Motifs are recurring structures, contrasts, and literary devices that can help to develop and inform the text's major themes.

Songs and Poetry

Throughout the novel there are songs and poetry that mean different things at different moments in time. When Obi is away at school his poetry is a kind of pull toward Nigeria, a calling and remembrance of home and yet, he writes these poems in English. While he is in Nigeria, there are many songs sung in his presence, some of which Obi also dissects using the English language but not without the Ibo pulling at his heart. It is as though, however, all of this poetry and song represents his desire for home and his heart's need for it.

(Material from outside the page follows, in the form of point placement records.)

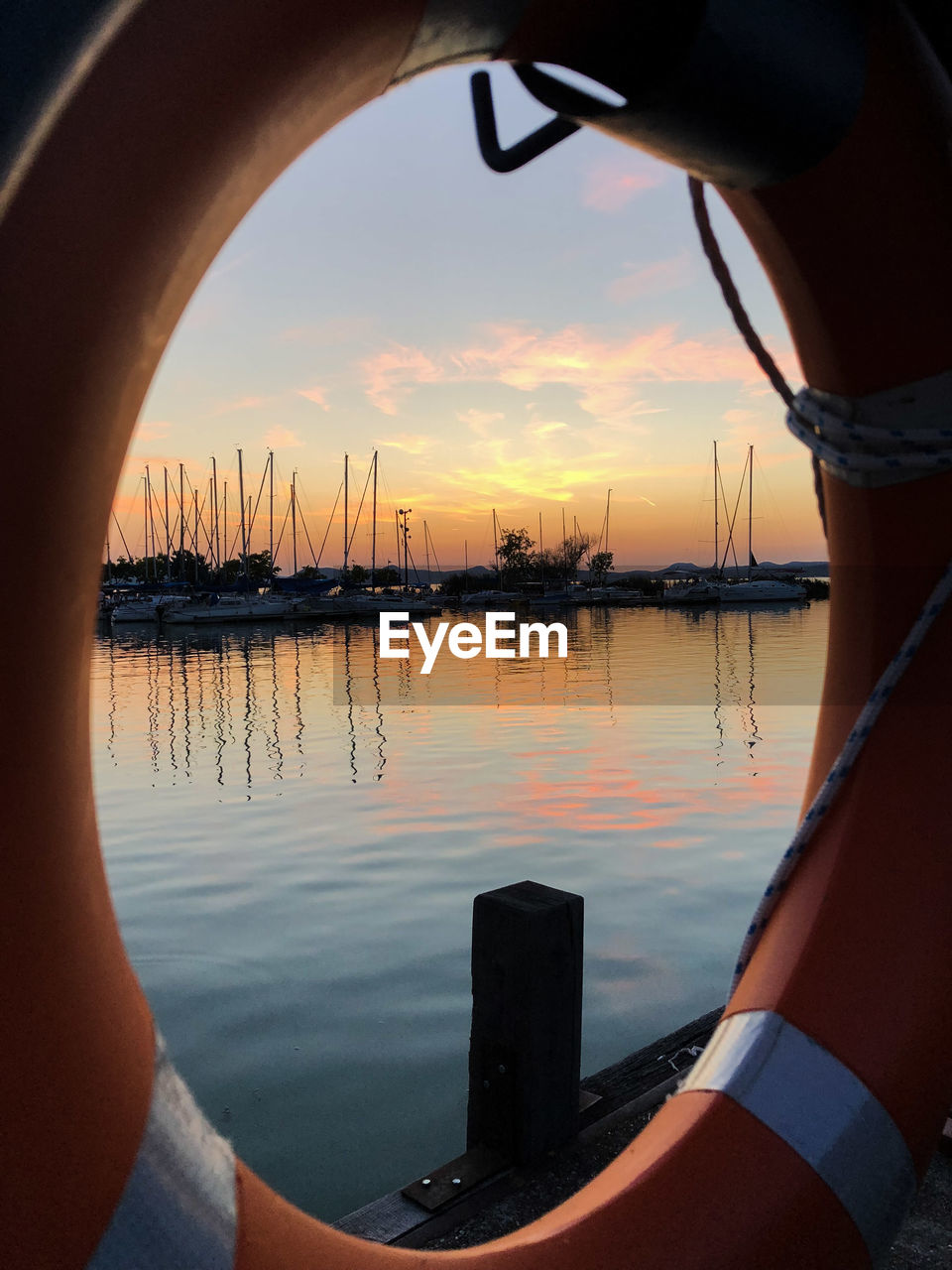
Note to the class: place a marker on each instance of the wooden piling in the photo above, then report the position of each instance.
(526, 1039)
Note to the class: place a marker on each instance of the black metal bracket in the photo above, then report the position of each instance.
(524, 151)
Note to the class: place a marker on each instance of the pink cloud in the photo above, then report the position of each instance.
(317, 395)
(281, 439)
(611, 185)
(391, 371)
(652, 280)
(151, 431)
(248, 403)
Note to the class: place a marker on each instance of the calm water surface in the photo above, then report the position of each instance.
(295, 833)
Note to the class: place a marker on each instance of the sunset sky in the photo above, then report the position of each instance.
(518, 341)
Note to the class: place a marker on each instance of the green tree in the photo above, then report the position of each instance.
(516, 561)
(599, 567)
(259, 567)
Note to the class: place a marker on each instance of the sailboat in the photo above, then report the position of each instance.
(701, 590)
(756, 590)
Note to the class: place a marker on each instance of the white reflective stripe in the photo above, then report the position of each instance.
(451, 32)
(178, 1207)
(821, 1110)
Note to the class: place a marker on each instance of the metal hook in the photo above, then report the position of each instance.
(524, 151)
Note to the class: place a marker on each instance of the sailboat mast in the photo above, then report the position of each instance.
(345, 526)
(495, 548)
(717, 549)
(181, 521)
(542, 563)
(271, 509)
(217, 526)
(294, 520)
(145, 520)
(194, 493)
(751, 512)
(373, 526)
(241, 500)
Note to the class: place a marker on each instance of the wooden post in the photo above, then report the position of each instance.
(526, 1040)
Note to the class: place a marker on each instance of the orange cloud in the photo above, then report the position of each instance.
(611, 185)
(248, 403)
(479, 420)
(412, 444)
(652, 280)
(604, 372)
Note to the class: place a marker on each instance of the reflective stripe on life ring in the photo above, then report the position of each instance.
(139, 145)
(820, 1109)
(178, 1207)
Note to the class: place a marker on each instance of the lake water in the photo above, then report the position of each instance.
(295, 833)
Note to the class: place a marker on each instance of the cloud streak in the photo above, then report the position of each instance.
(611, 185)
(608, 375)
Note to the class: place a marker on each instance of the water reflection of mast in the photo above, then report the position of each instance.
(379, 729)
(153, 703)
(113, 701)
(220, 707)
(186, 728)
(249, 698)
(754, 733)
(719, 698)
(348, 689)
(298, 717)
(173, 758)
(276, 714)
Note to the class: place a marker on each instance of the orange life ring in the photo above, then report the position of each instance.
(132, 159)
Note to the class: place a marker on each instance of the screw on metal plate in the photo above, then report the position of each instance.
(454, 1179)
(693, 1052)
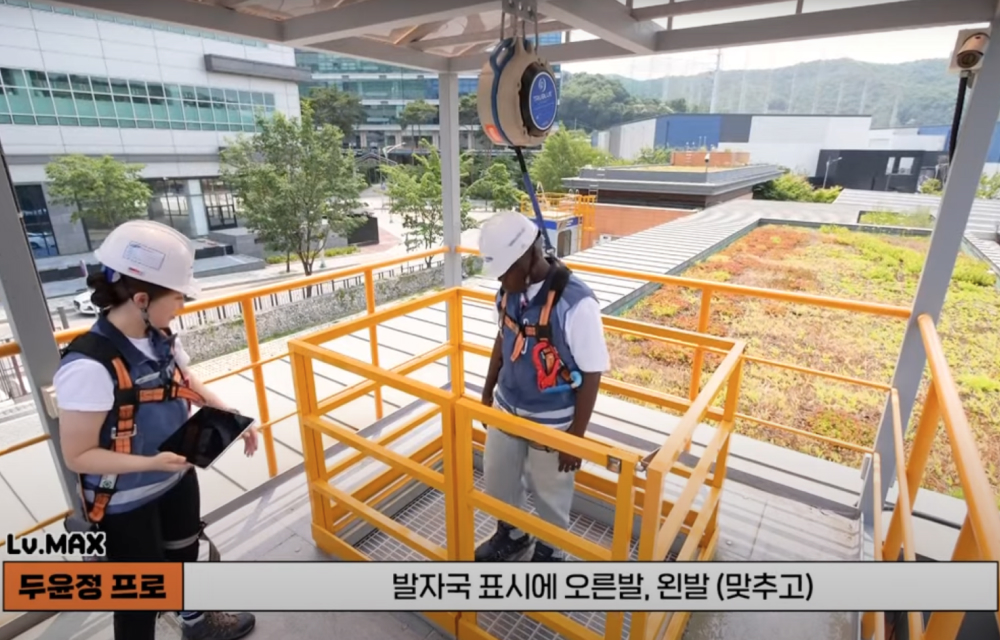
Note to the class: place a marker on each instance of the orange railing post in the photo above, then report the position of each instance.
(373, 336)
(704, 317)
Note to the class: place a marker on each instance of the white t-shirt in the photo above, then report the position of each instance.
(85, 385)
(583, 330)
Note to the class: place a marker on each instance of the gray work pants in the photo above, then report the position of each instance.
(511, 465)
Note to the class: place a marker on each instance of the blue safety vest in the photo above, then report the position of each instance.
(520, 387)
(151, 403)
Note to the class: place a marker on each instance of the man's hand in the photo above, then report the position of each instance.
(568, 462)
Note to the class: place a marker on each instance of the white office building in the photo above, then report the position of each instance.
(74, 81)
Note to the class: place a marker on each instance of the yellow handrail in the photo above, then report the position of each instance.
(979, 537)
(662, 520)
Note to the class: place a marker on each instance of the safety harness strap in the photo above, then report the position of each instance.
(127, 399)
(549, 366)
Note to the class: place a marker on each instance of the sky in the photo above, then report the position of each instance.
(891, 47)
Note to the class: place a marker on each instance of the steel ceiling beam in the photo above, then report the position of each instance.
(557, 53)
(194, 15)
(375, 15)
(909, 14)
(689, 8)
(606, 19)
(483, 36)
(383, 52)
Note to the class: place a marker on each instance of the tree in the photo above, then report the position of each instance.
(296, 183)
(417, 113)
(339, 108)
(794, 187)
(496, 185)
(931, 186)
(563, 154)
(416, 197)
(103, 190)
(596, 102)
(468, 109)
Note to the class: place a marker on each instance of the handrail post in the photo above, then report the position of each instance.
(946, 242)
(253, 346)
(704, 317)
(31, 323)
(373, 336)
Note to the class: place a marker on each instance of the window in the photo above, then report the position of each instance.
(31, 97)
(107, 17)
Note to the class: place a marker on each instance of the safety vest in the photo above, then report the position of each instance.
(152, 401)
(539, 375)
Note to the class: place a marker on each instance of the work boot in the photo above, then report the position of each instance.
(502, 547)
(215, 625)
(544, 553)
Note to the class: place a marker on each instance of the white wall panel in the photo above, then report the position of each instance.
(18, 37)
(635, 136)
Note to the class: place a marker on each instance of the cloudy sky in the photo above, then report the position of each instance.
(891, 47)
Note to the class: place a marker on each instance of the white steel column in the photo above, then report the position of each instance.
(450, 191)
(30, 322)
(952, 217)
(450, 187)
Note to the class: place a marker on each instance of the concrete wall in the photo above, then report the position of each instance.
(624, 220)
(634, 137)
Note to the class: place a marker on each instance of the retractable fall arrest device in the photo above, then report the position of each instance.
(517, 100)
(517, 94)
(127, 398)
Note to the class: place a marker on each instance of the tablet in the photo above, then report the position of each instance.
(207, 435)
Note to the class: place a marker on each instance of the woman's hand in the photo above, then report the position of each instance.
(169, 462)
(249, 436)
(250, 441)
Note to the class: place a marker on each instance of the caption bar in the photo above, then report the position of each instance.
(467, 586)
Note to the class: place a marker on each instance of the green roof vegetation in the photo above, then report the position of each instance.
(836, 262)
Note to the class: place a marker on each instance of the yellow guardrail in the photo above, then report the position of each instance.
(611, 475)
(711, 289)
(246, 301)
(979, 537)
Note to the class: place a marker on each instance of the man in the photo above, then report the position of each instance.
(546, 367)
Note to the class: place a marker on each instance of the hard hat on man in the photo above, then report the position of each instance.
(503, 239)
(151, 252)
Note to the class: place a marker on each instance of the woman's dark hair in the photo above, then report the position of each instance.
(107, 295)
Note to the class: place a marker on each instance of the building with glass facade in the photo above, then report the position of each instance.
(385, 90)
(74, 81)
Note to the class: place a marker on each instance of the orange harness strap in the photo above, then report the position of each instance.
(127, 399)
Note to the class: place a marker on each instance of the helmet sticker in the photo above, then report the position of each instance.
(144, 256)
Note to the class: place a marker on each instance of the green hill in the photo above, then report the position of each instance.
(907, 94)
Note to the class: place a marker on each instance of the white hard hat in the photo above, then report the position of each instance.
(503, 239)
(151, 252)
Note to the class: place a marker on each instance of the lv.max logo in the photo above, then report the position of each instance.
(85, 543)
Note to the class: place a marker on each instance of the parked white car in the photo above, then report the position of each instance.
(83, 305)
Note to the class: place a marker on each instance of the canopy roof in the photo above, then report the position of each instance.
(456, 35)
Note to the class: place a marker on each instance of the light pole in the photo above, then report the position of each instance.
(829, 161)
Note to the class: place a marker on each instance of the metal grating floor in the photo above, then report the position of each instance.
(425, 516)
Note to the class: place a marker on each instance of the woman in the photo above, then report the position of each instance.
(146, 501)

He has studied poetry in England, but poetry also links him to home—these poetic contradictions are all appropriate to the novel's ultimate struggle, which is that of the young man living under the end of a long colonial reign.

Proverbs

If allusions to English literature are what are constantly driving us toward England, it is the constant allusion to proverbs that drives us back to Africa. Achebe peppers his novel with proverb after proverb, making the novel specifically and strategically African. Achebe, like Obi, is using the tools of colonialism for his own purposes; he is making the European form of the novel his own.

Language

The issue of language is omnipresent in the novel and is simply one of the many issues that arise out of a colonial society. Obi struggles between two tongues (Ibo and English) just as he does between two cultures. He was born into one language, and he obtained "knowledge" in the form of the other causing one of the basic problems throughout No Longer At Ease.